# haiti pics



## moswen (Sep 19, 2010)

here they are... some pics of haiti!

this is a tent city, as you can see, still being used:







this is a relatively nice house in haiti. it has rock walls and a roof:






this is more like what most of the houses are:






this is a very small market. you can see the coal there in the middle, this is a very big problem in haiti - deforestation. all the umbrellas are someone's little stand:






this is our house and the "roads," we were blessedly out of the way and did not have to face the poverty and destruction every day. i was almost like all you had to do was imagine up some tress and you could almost believe when napoleon called haiti "the pearl of the caribbean."

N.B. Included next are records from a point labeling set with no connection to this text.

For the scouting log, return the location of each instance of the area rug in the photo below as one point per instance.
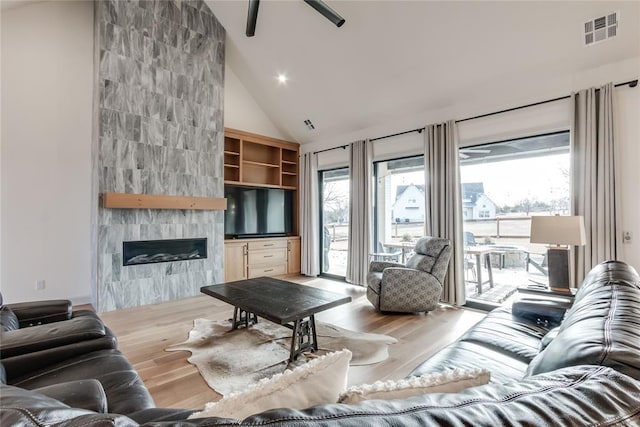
(231, 360)
(497, 294)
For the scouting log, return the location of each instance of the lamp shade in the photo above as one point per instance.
(558, 230)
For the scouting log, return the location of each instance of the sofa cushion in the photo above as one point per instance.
(468, 355)
(50, 335)
(8, 319)
(421, 262)
(440, 382)
(84, 394)
(319, 381)
(374, 281)
(601, 328)
(125, 390)
(508, 334)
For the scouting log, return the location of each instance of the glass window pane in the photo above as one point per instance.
(335, 221)
(503, 185)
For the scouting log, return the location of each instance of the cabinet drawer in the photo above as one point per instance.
(267, 244)
(274, 256)
(270, 270)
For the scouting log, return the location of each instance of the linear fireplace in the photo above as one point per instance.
(152, 251)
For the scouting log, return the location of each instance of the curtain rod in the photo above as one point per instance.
(329, 149)
(630, 83)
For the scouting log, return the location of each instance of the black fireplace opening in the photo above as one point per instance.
(152, 251)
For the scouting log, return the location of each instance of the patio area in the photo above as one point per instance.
(514, 261)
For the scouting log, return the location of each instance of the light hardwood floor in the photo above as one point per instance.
(144, 332)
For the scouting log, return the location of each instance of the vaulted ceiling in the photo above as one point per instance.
(395, 59)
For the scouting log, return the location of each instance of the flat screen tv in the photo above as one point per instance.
(257, 212)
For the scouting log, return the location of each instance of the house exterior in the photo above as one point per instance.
(409, 204)
(476, 204)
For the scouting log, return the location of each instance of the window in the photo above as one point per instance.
(503, 185)
(334, 217)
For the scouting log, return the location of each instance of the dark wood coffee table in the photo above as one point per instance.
(285, 303)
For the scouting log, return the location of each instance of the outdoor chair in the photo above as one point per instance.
(412, 287)
(383, 255)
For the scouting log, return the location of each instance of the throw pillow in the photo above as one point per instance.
(549, 336)
(319, 381)
(451, 381)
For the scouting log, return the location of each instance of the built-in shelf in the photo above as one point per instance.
(158, 201)
(256, 160)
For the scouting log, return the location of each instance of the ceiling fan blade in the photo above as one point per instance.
(475, 150)
(252, 17)
(326, 11)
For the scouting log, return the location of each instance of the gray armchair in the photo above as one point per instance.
(414, 286)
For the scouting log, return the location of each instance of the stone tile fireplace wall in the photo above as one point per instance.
(159, 95)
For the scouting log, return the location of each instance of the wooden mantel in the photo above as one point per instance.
(157, 201)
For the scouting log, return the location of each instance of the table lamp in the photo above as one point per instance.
(558, 232)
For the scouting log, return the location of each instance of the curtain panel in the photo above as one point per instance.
(595, 185)
(360, 212)
(309, 213)
(443, 202)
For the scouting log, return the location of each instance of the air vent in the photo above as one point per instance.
(309, 125)
(601, 28)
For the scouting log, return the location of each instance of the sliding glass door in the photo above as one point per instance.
(334, 219)
(503, 185)
(399, 207)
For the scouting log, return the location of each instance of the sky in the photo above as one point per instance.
(509, 182)
(505, 182)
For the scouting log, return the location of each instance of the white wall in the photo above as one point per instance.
(539, 119)
(627, 110)
(47, 83)
(241, 110)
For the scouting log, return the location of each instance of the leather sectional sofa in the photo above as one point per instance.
(550, 366)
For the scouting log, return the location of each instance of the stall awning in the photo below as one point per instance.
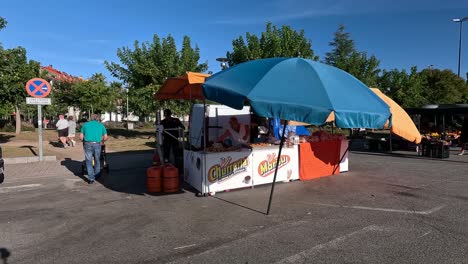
(185, 87)
(402, 124)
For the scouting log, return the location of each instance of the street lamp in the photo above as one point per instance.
(459, 20)
(126, 91)
(223, 63)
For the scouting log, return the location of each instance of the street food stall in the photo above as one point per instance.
(219, 167)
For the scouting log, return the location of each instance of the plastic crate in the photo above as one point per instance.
(434, 149)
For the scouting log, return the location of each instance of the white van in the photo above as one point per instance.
(218, 120)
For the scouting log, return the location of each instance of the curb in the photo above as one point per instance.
(20, 160)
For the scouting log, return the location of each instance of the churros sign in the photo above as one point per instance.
(268, 166)
(227, 168)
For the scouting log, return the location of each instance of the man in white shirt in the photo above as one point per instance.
(237, 132)
(62, 129)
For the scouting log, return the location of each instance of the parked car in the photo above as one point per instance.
(2, 166)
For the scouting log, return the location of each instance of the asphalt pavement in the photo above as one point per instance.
(386, 209)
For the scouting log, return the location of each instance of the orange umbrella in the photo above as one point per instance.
(185, 87)
(402, 124)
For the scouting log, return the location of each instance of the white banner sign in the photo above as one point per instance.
(38, 101)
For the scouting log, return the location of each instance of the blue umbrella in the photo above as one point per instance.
(300, 90)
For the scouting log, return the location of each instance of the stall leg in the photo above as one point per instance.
(276, 168)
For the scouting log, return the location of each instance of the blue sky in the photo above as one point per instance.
(77, 36)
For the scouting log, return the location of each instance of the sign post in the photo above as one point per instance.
(39, 89)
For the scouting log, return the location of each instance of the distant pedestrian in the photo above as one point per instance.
(71, 130)
(62, 129)
(93, 134)
(464, 135)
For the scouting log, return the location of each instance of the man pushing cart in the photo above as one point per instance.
(93, 134)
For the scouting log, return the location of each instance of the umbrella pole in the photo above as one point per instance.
(276, 168)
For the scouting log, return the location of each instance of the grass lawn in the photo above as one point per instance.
(23, 151)
(119, 140)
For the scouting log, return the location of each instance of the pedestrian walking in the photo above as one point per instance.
(62, 130)
(464, 136)
(93, 134)
(171, 134)
(71, 130)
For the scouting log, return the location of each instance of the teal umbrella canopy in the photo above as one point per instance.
(300, 90)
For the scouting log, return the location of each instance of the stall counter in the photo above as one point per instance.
(211, 172)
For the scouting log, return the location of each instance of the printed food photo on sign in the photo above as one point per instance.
(264, 165)
(229, 172)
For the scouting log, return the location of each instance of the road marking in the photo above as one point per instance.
(425, 234)
(427, 212)
(19, 187)
(302, 256)
(185, 246)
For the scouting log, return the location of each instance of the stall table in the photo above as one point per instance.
(211, 172)
(320, 159)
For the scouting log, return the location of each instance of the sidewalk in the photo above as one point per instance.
(70, 165)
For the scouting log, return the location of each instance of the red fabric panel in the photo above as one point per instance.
(319, 159)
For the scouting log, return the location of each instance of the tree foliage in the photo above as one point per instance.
(15, 71)
(443, 87)
(94, 95)
(144, 69)
(274, 42)
(345, 56)
(3, 23)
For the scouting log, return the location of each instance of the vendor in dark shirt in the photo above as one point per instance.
(171, 135)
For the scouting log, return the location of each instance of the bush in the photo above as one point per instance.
(8, 128)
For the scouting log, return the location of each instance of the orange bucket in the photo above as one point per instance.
(156, 159)
(170, 179)
(154, 179)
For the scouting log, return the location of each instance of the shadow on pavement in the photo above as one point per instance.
(408, 156)
(5, 138)
(56, 144)
(75, 167)
(4, 255)
(236, 204)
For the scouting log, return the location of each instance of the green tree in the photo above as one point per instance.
(345, 56)
(404, 88)
(94, 95)
(274, 42)
(3, 23)
(15, 71)
(144, 69)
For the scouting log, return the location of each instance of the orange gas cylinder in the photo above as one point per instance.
(170, 179)
(154, 179)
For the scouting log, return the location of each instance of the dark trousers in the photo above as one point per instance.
(174, 145)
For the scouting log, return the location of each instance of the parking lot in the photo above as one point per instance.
(386, 209)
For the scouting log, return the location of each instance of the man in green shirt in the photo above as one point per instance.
(93, 134)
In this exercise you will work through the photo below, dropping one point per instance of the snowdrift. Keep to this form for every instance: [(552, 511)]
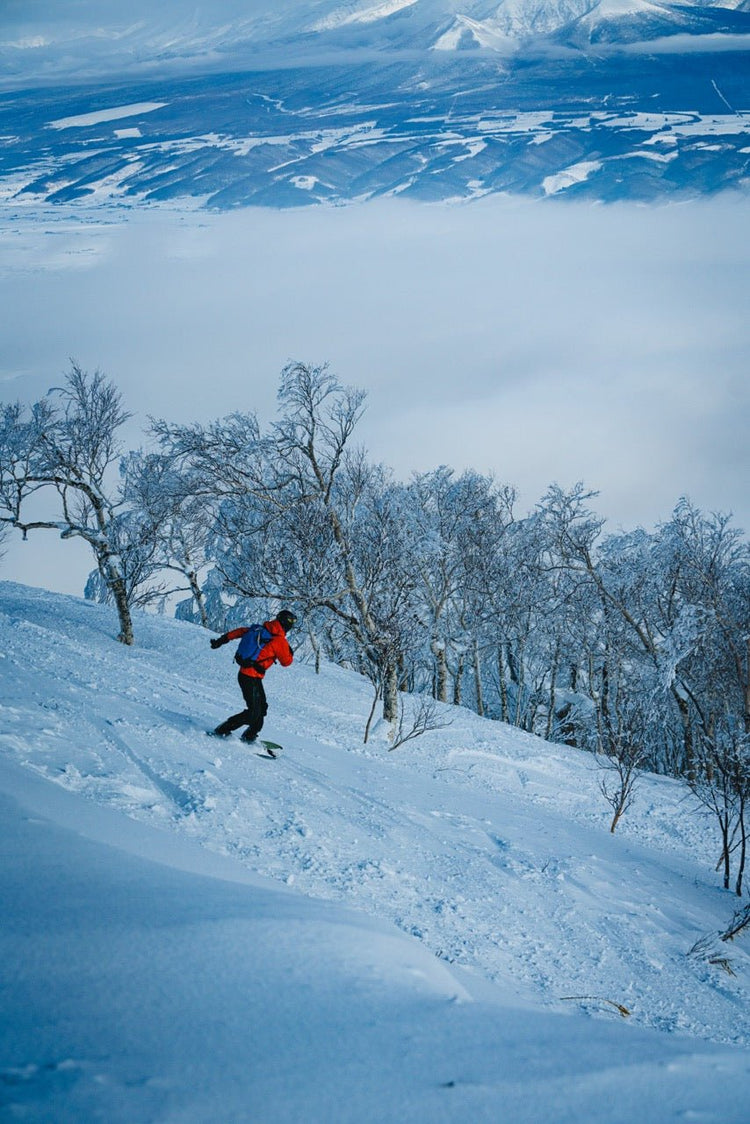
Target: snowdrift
[(443, 933)]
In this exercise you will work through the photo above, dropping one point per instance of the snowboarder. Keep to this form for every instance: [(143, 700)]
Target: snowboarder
[(264, 645)]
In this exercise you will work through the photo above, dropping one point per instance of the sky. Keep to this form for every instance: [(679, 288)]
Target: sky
[(442, 933), (542, 342)]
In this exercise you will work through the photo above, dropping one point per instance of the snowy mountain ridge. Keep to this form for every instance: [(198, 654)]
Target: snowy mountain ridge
[(298, 103), (195, 30), (487, 844), (443, 932)]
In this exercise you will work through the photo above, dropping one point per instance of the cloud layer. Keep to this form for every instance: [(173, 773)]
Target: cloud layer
[(539, 342)]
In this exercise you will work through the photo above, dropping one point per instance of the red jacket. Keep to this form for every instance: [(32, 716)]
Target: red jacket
[(277, 649)]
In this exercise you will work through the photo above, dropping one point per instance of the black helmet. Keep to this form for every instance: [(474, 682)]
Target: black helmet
[(287, 619)]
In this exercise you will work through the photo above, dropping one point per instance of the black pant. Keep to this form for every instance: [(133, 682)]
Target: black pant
[(256, 708)]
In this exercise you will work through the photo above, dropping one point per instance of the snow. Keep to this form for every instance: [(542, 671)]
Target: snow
[(361, 15), (577, 173), (444, 932), (83, 120)]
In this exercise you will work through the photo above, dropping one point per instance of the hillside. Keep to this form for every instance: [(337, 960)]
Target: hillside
[(315, 101), (345, 933)]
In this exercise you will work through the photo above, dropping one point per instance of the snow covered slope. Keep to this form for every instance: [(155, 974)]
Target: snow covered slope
[(310, 101), (496, 922)]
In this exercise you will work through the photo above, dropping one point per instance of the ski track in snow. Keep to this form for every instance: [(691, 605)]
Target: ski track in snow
[(485, 843)]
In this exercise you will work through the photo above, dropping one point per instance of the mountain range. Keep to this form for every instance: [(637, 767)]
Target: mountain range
[(313, 100)]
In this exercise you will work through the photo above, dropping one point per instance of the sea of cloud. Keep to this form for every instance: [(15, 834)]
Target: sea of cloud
[(540, 341)]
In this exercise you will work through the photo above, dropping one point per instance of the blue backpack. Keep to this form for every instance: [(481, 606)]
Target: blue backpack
[(251, 644)]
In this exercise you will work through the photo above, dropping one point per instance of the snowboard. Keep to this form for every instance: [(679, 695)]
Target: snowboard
[(272, 749)]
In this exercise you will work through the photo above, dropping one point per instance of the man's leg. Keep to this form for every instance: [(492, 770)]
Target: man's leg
[(244, 717), (254, 696)]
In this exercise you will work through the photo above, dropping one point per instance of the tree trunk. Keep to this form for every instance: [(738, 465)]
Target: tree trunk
[(198, 597), (390, 692), (123, 612), (477, 670), (458, 681), (504, 687), (441, 683)]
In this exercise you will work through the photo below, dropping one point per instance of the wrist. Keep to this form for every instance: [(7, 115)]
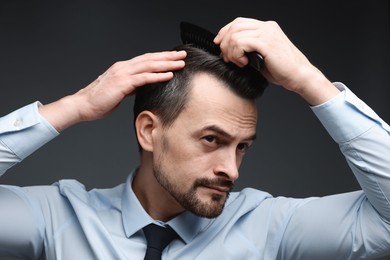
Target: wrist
[(62, 113), (315, 88)]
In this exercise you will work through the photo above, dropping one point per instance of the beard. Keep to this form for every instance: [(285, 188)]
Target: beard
[(189, 199)]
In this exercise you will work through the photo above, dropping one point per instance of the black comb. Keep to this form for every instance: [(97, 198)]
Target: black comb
[(203, 39)]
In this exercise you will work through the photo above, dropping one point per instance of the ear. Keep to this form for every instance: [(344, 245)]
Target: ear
[(145, 124)]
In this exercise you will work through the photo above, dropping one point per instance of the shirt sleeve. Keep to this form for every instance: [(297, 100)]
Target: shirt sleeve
[(353, 225), (21, 133)]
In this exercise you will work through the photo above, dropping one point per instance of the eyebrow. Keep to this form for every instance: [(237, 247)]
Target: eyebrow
[(224, 133)]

that's it! you can see my post in off topic chit chat "i'm home! i was in haiti." if you want to read about haiti a little bit.


----------



## Isa (Sep 19, 2010)

Wow very sad . The pic of the house breaks my heart.
Thanks for sharing.


----------



## Missy (Sep 19, 2010)

Thanks for sharing. Makes me feel so privileged to live in America.


----------



## TortieGal (Sep 19, 2010)

The stone house sure had a great view! Thanks for sharing.


----------



## terryo (Sep 19, 2010)

Rebekah, thank you for posting those pictures. Sometimes we don't realize how lucky we are.


----------



## Madortoise (Sep 22, 2010)

Thanks for sharing. I donate and subscribe to Doctors w/out Borders on facebook for updates in the country. My mother-in-law is French Haitian so this is very unsettling to us. She was from Cap-Haitien and we were fortunate that all her remaining relatives were safe living more inland than Port-au-Prince. I'm thinking of sending some art supplies for children there. What is your organization of the choice for Haitian relief?


----------



## moswen (Sep 22, 2010)

well the only two i know about are Helping Hands and Hope for Haiti's Children, Hope for haiti's is who i went with, they have been there in port a prince for 15 years and they support 800 children to go to school and 3 or 4 orphanages, but we only visited one while i was there. so they do a lot of focusing on the children if you wanted to send art supplies they are a good one to go to. i don't know anything about Helping Hands, but i met a guy named Harry who was with them and he was focusing on trying to get the churches to work together and he was providing jobs and cinder block making machines, so their focus may be more on helping haiti's public and such, but like i said i do not fully know what the are doing down there. sorry, i've only been once two weeks ago, but i hope to have a lot more knowledge of the place in the future as i plan on returning asap!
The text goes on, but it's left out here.